The principle behind electronic PDLC or Polymer Dispersed Liquid Crystal smart film is quite simple—but just as fascinating. When you turn the power off in an electrochromic glass film, liquid crystal molecules float in a random orientation, scattering incidental light and rendering the film-filtered glass panel opaque. When an electric current is applied, on the other hand, the liquid crystal molecules become aligned, allowing incidental light to pass through so that the other side of the glass becomes visible.


PDLC smart film finds excellent use in privacy glasses. These are laminated materials that react to electrical current. In the film’s “on” or electrically charged state, the liquid crystals within the film instantly line up, causing the glass to become transparent. When the power is switched off, the liquid crystals quickly return to their randomly oriented, scattered state, making the glass opaque translucent. In the film’s “off” state, the liquid crystals within the film have a refractive index that is different from that of the polymer matrix, which causes its translucent appearance.
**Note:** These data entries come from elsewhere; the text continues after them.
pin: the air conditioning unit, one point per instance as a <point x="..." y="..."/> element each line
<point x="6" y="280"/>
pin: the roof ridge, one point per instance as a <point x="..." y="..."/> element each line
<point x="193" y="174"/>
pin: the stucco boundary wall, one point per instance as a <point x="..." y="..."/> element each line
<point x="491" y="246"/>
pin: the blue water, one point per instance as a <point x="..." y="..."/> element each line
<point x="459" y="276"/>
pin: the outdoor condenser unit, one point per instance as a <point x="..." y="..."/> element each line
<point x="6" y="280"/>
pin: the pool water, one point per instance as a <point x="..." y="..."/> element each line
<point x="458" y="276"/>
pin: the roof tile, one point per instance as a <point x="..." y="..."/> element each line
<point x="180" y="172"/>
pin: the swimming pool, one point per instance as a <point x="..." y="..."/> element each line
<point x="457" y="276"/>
The PDLC medium has a light-scattering power that is adjustable by applying an electrical field. In its natural, uncharged state, liquid crystal droplets in the polymer matrix randomly align. PDLC smart film consists of liquid crystals dispersed in a polymer matrix that is further enclosed by an electrically conductive ITO PET film (Indium Tin Oxide coated film). The resulting electrochromic glass film is capable of accommodating electric wiring, which is attached to a bus bar or a conductive copper strip, located along the edge of the film. In low voltage platforms, this electrical wiring requires a step-down transformer, which serves to supply power to the film for its “on” or clear state.


The PDLC film is sandwiched between two laminating glass sheets, and these components are assembled under high temperature and pressure to create a single unit.